With fiscal deficits on the rise, governments around the world are closely policing the tax base, and have been challenging inter-company transfer pricing arrangements with greater vigour. In recent years, the compensation paid for intra-group services to related entities has attracted the attention of Indian tax authorities during a transfer pricing audit.

Multinationals are increasingly looking for ways to achieve greater efficiency to improve their market position, and it is common for them to arrange for a wide scope of services for group members on a centralised basis.

Such services typically include management, coordination, and control functions. Indian taxpayers who are a part of the multinational group make payments for such centralised services, mostly with an element of mark-up. From a transfer pricing perspective, these services should be shown to be at arm’s length.

Under the arm’s length principle, a service is considered to be rendered when the activity provides economic or commercial value to the recipient.

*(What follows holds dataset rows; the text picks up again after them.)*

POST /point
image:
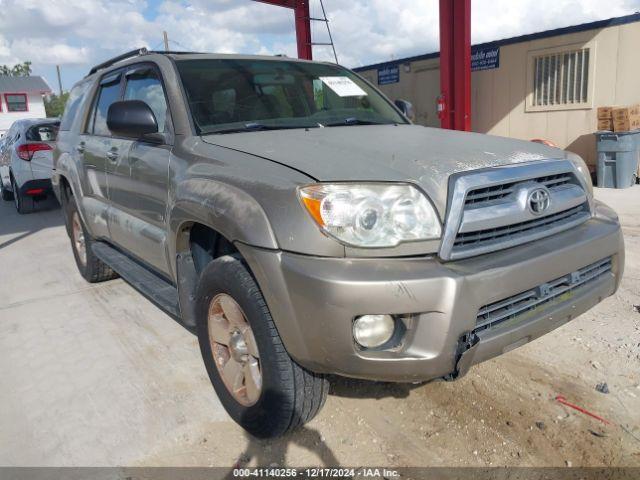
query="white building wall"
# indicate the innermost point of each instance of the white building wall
(36, 110)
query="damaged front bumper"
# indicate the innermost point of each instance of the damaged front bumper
(448, 308)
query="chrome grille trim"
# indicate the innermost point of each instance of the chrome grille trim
(496, 313)
(499, 201)
(496, 192)
(512, 231)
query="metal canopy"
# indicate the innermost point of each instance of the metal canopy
(455, 55)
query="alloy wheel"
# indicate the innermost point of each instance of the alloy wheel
(234, 349)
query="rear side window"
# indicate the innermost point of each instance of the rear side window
(145, 85)
(109, 93)
(43, 133)
(76, 98)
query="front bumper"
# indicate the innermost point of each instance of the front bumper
(314, 300)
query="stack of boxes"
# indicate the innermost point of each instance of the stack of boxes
(619, 119)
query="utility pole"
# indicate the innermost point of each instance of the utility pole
(166, 41)
(59, 80)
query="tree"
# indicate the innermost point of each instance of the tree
(18, 70)
(54, 104)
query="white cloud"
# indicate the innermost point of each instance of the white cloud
(83, 32)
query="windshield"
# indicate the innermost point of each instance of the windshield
(227, 95)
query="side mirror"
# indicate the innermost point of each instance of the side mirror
(131, 118)
(406, 108)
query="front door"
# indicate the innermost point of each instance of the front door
(98, 150)
(139, 187)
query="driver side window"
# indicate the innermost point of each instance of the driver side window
(144, 84)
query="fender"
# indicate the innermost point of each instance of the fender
(224, 208)
(92, 212)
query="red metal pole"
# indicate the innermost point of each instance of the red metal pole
(446, 63)
(303, 24)
(455, 63)
(303, 30)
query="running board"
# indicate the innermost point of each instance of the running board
(156, 289)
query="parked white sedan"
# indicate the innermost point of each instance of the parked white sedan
(26, 162)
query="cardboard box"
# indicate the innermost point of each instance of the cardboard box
(626, 118)
(605, 113)
(605, 124)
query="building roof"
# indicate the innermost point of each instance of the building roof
(522, 38)
(31, 84)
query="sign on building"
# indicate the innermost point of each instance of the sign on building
(388, 74)
(485, 58)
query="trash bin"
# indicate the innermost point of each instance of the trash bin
(618, 156)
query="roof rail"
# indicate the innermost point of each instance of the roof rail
(173, 52)
(124, 56)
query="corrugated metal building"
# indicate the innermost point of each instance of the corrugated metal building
(544, 85)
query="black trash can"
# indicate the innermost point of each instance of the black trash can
(618, 156)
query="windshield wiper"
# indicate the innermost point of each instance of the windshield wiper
(257, 127)
(356, 121)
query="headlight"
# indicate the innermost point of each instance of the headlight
(371, 215)
(582, 168)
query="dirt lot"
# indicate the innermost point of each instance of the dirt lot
(95, 375)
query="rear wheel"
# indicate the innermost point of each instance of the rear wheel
(24, 203)
(262, 388)
(90, 266)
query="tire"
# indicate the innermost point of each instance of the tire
(92, 269)
(7, 195)
(24, 204)
(289, 395)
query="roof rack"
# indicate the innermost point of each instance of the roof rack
(124, 56)
(134, 53)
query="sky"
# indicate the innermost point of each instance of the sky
(77, 34)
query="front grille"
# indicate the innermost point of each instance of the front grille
(518, 231)
(480, 196)
(491, 210)
(533, 300)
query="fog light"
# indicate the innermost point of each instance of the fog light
(372, 331)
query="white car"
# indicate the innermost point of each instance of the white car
(26, 162)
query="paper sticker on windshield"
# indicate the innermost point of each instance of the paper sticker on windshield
(343, 86)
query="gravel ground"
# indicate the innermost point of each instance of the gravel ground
(95, 375)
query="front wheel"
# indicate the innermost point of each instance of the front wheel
(262, 388)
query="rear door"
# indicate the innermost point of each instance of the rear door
(139, 195)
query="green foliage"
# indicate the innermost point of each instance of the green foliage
(18, 70)
(54, 104)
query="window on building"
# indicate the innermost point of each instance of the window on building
(16, 102)
(561, 78)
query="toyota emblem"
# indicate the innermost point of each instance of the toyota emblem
(538, 200)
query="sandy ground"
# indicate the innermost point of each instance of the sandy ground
(95, 375)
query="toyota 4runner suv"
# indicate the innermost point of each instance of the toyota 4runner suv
(298, 221)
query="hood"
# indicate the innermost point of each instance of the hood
(411, 153)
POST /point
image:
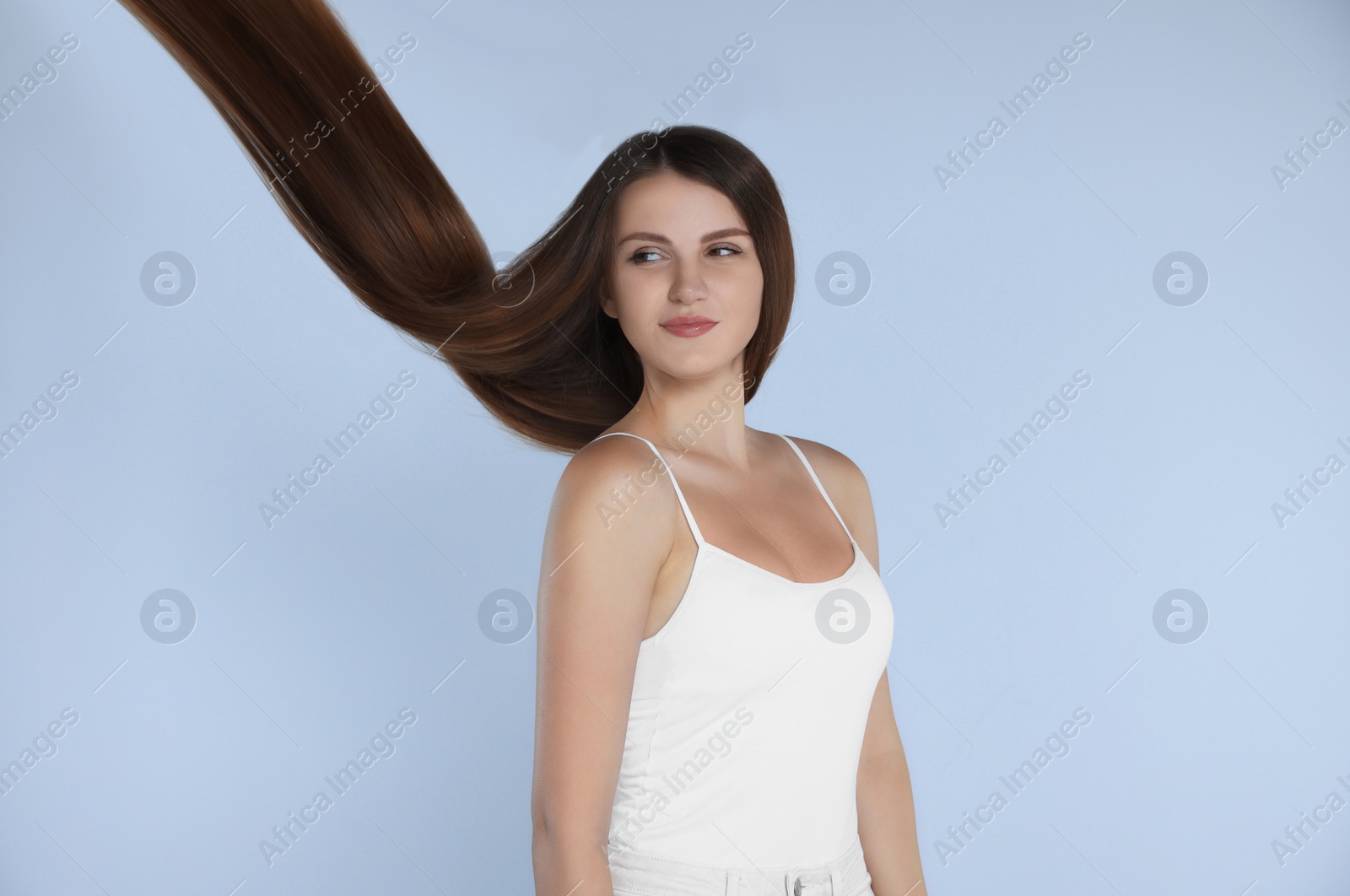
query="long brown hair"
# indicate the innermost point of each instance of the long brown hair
(532, 342)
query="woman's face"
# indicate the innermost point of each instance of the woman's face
(685, 281)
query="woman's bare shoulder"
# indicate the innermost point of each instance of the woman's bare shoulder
(613, 478)
(845, 484)
(832, 466)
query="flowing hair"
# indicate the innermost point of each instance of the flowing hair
(532, 342)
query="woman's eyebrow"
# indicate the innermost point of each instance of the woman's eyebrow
(708, 238)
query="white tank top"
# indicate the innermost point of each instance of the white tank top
(748, 713)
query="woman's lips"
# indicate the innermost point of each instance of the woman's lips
(688, 326)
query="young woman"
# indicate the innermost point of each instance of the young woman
(713, 711)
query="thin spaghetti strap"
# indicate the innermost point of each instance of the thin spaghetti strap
(816, 479)
(688, 515)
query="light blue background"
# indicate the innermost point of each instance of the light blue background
(1034, 263)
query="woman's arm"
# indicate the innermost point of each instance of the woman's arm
(886, 805)
(596, 586)
(884, 799)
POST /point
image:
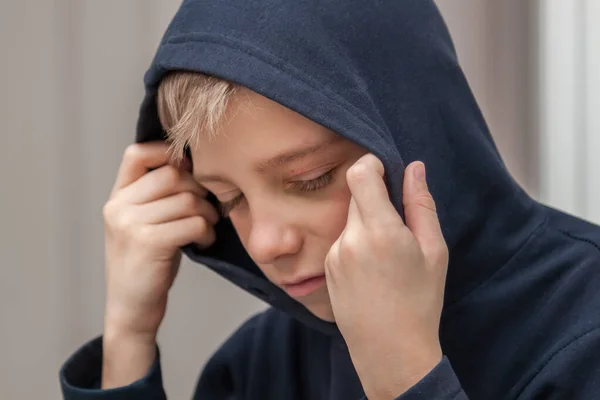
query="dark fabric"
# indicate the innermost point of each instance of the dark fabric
(521, 318)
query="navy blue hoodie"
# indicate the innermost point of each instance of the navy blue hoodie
(521, 317)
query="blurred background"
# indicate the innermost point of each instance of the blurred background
(71, 83)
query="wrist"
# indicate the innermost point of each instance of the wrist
(126, 358)
(406, 372)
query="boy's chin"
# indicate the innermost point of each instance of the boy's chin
(322, 311)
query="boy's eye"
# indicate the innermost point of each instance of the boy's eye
(302, 186)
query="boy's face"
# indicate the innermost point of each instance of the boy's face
(286, 176)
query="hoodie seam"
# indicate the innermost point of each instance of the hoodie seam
(283, 66)
(554, 354)
(579, 239)
(534, 233)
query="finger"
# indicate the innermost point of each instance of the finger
(162, 182)
(420, 210)
(184, 231)
(365, 180)
(138, 159)
(177, 206)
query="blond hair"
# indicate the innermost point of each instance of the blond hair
(190, 104)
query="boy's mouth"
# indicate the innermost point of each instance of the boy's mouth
(304, 286)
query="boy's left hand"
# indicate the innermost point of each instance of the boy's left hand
(386, 280)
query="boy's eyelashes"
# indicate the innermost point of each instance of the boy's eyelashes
(310, 185)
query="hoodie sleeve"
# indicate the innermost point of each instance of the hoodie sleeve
(80, 378)
(572, 372)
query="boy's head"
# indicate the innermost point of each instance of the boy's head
(279, 176)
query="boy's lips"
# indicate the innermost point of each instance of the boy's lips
(304, 286)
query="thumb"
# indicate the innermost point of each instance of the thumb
(420, 210)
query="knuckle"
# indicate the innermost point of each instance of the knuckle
(146, 236)
(188, 200)
(426, 201)
(439, 254)
(356, 172)
(170, 174)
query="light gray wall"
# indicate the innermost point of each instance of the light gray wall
(71, 84)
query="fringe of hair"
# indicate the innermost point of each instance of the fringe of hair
(190, 104)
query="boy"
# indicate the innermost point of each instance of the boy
(290, 113)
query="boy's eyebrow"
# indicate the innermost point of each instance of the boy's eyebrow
(291, 155)
(280, 159)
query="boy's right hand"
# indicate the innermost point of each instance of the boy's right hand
(154, 209)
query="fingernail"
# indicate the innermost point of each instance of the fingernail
(419, 172)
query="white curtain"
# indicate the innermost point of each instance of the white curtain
(71, 83)
(570, 105)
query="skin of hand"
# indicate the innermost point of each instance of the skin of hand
(155, 208)
(386, 280)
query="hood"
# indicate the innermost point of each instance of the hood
(383, 74)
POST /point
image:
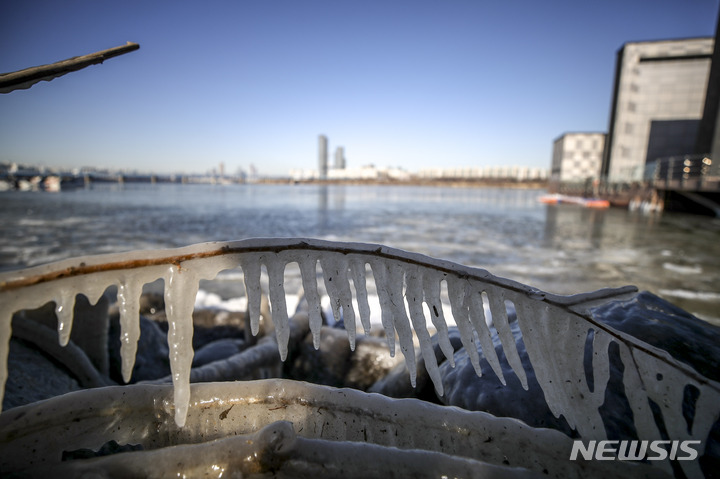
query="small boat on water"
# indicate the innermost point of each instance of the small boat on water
(557, 199)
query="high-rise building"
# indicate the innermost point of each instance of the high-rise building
(322, 156)
(708, 141)
(339, 158)
(577, 156)
(657, 104)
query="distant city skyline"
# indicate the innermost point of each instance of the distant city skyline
(403, 84)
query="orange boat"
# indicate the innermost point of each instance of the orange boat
(557, 199)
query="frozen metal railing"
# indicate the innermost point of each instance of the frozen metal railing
(554, 328)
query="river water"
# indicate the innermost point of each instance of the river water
(561, 249)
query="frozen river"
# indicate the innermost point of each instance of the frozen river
(561, 249)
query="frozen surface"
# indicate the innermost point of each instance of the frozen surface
(408, 286)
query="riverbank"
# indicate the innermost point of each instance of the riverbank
(445, 183)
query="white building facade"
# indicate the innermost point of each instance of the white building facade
(577, 156)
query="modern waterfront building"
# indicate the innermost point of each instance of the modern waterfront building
(511, 173)
(339, 158)
(708, 141)
(657, 104)
(322, 156)
(577, 156)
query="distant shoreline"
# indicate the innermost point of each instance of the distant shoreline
(452, 183)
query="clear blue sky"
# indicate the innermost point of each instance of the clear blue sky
(397, 83)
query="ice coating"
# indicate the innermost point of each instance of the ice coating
(404, 281)
(128, 301)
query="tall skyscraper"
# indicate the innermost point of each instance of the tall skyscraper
(322, 156)
(340, 158)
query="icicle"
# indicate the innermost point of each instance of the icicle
(129, 303)
(276, 279)
(64, 306)
(380, 274)
(496, 298)
(250, 265)
(335, 269)
(357, 270)
(181, 287)
(6, 313)
(414, 295)
(308, 272)
(600, 365)
(457, 293)
(431, 288)
(477, 318)
(396, 302)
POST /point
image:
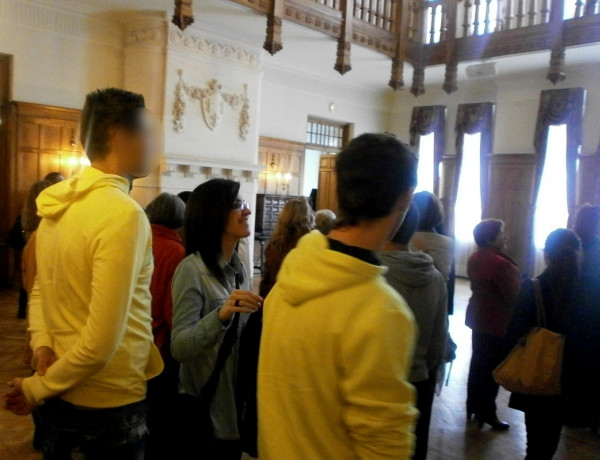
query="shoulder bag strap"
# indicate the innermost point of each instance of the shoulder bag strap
(539, 303)
(210, 388)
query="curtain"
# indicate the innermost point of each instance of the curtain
(426, 120)
(471, 119)
(557, 107)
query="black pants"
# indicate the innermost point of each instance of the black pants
(162, 401)
(488, 352)
(193, 439)
(543, 432)
(425, 393)
(72, 433)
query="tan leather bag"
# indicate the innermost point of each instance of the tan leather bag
(534, 366)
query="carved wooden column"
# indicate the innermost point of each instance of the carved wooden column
(418, 85)
(400, 29)
(342, 64)
(450, 78)
(144, 73)
(556, 72)
(273, 42)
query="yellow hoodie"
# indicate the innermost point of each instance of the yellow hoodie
(91, 299)
(335, 354)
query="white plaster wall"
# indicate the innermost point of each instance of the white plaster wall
(289, 97)
(517, 100)
(59, 55)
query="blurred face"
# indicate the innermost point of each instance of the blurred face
(500, 242)
(238, 226)
(139, 150)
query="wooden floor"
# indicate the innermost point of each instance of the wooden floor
(451, 437)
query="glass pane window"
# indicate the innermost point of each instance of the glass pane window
(552, 210)
(467, 212)
(425, 173)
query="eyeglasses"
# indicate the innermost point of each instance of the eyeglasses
(240, 205)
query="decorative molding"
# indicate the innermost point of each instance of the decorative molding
(214, 48)
(203, 169)
(212, 101)
(60, 21)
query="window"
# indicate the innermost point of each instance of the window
(552, 211)
(467, 212)
(426, 169)
(328, 134)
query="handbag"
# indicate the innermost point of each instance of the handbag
(534, 366)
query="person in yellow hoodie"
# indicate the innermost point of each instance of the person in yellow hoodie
(90, 317)
(337, 340)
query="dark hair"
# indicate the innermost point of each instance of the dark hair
(431, 212)
(587, 222)
(373, 171)
(562, 254)
(166, 210)
(104, 110)
(487, 231)
(184, 196)
(54, 177)
(408, 227)
(206, 216)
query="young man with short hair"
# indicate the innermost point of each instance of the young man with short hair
(416, 279)
(337, 340)
(89, 313)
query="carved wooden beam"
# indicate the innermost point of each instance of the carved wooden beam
(450, 78)
(273, 42)
(184, 15)
(556, 72)
(342, 63)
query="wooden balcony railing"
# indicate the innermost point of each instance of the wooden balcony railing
(433, 32)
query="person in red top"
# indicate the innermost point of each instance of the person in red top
(166, 214)
(495, 284)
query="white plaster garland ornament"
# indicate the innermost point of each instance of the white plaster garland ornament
(212, 102)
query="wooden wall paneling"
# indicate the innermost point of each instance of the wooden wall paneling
(37, 141)
(588, 180)
(511, 195)
(327, 193)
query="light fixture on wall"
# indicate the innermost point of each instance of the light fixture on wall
(184, 15)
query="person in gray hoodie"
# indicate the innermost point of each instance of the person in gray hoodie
(415, 277)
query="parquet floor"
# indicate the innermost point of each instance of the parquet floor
(451, 438)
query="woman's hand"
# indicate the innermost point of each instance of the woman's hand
(239, 302)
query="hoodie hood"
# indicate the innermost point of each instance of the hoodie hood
(55, 200)
(313, 270)
(414, 269)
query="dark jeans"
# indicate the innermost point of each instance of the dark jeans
(73, 433)
(543, 432)
(194, 439)
(162, 401)
(425, 393)
(488, 352)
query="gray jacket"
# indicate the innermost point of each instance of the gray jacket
(423, 287)
(197, 335)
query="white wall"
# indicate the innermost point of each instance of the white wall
(310, 178)
(289, 97)
(517, 99)
(59, 55)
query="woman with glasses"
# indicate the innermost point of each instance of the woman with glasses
(211, 305)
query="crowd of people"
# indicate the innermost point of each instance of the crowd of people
(148, 341)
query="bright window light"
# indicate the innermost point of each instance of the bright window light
(552, 211)
(467, 211)
(426, 164)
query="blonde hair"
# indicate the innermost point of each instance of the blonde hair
(296, 220)
(29, 218)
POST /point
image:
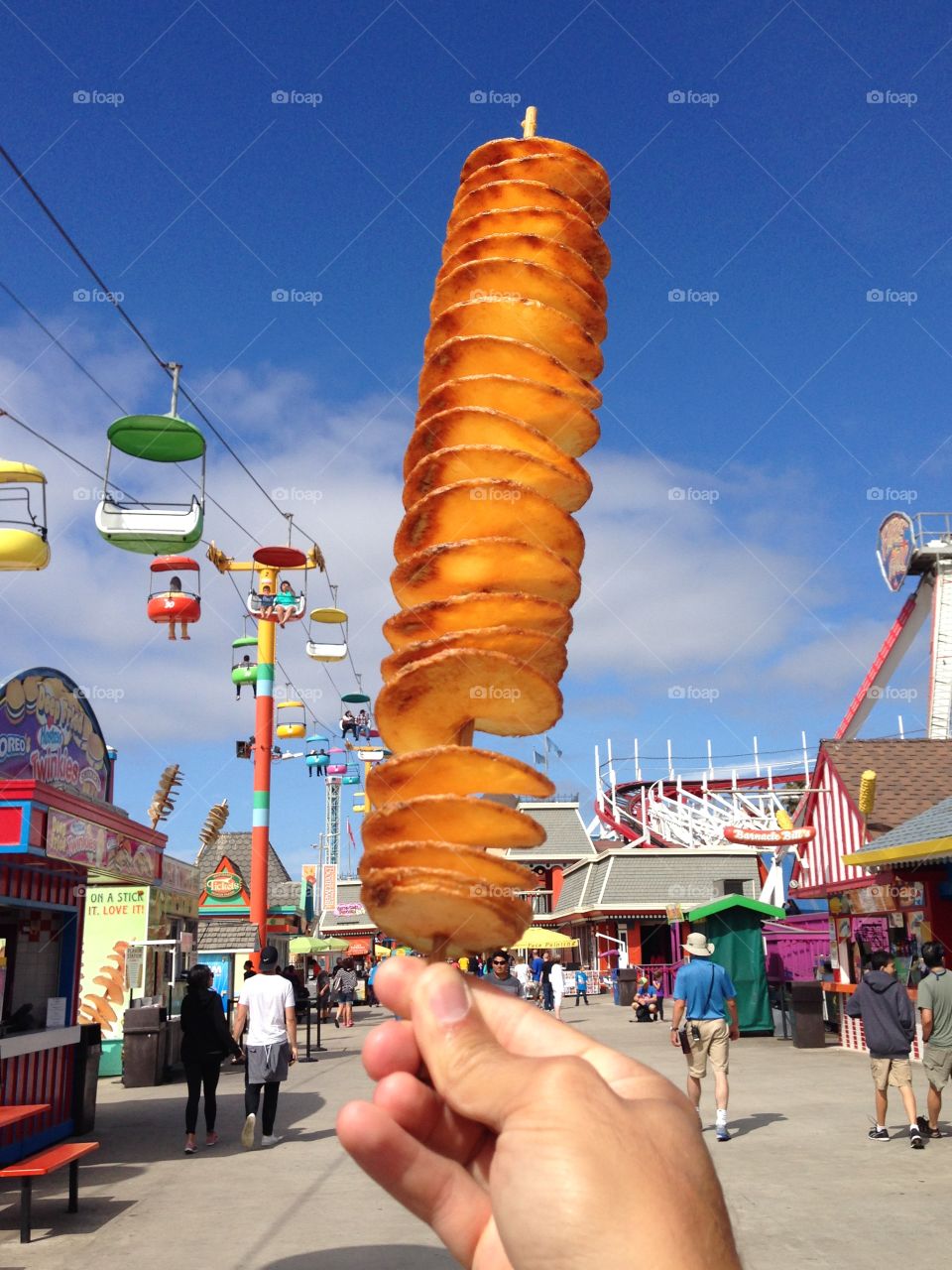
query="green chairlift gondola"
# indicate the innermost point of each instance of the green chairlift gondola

However, issues arise when justifying that a ‘benefit’ is anticipated, or has been obtained, from the payment for such services, and determining what amount would be appropriate as ‘arm’s length’.

Tax authorities have been vigorously scrutinising intra-group service transactions, and have challenged taxpayers to justify such payments. The authority’s approach has been to make a detailed enquiry into the nature of the services, organisational structure of the Indian entity, value of the services, determination of costs, benefit received by the Indian affiliate, allocation key adopted, and methodology chosen to defend the payment.

Taxpayers are typically asked to describe the activities undertaken by the foreign affiliates, and also quantify the time spent in India. The information requested suggests that the tax authorities expect a taxpayer to demonstrate that a service has been rendered by an overseas affiliate, resulting in an economic or commercial benefit.

The authorities also expect the taxpayer to demonstrate that the benefits received are not remote or incidental, that the activities are not shareholder activities, or that the services cannot be duplicated.

Given the breadth and depth of the enquiry, compiling the necessary information has been an onerous and time-consuming task for the taxpayers, and it has been compounded by the short time-frame given for responses.

While payments for direct charge mechanism may be easily substantiated, challenges arise in demonstrating benefits for services based on indirect charge mechanism.

In the absence of adequate documentation, tax authorities have contended that no benefit is received by the Indian entity, and have disallowed the entire payment charge by determining the transaction value as ‘nil’.

The challenges facing taxpayers in meeting the authorities’ demand for information have made such transactions easy pickings for making significant transfer pricing adjustments in recent years.

According to Ernst & Young’s survey in 2010, documentation of service transactions has often lagged documentation for tangible goods. Accordingly, taxpayers need to prepare for audits in advance by building a robust transfer pricing defence file, based on the information or data requests made in recent audits, and adopt a proactive approach to transfer pricing dispute resolution early in the audit cycle.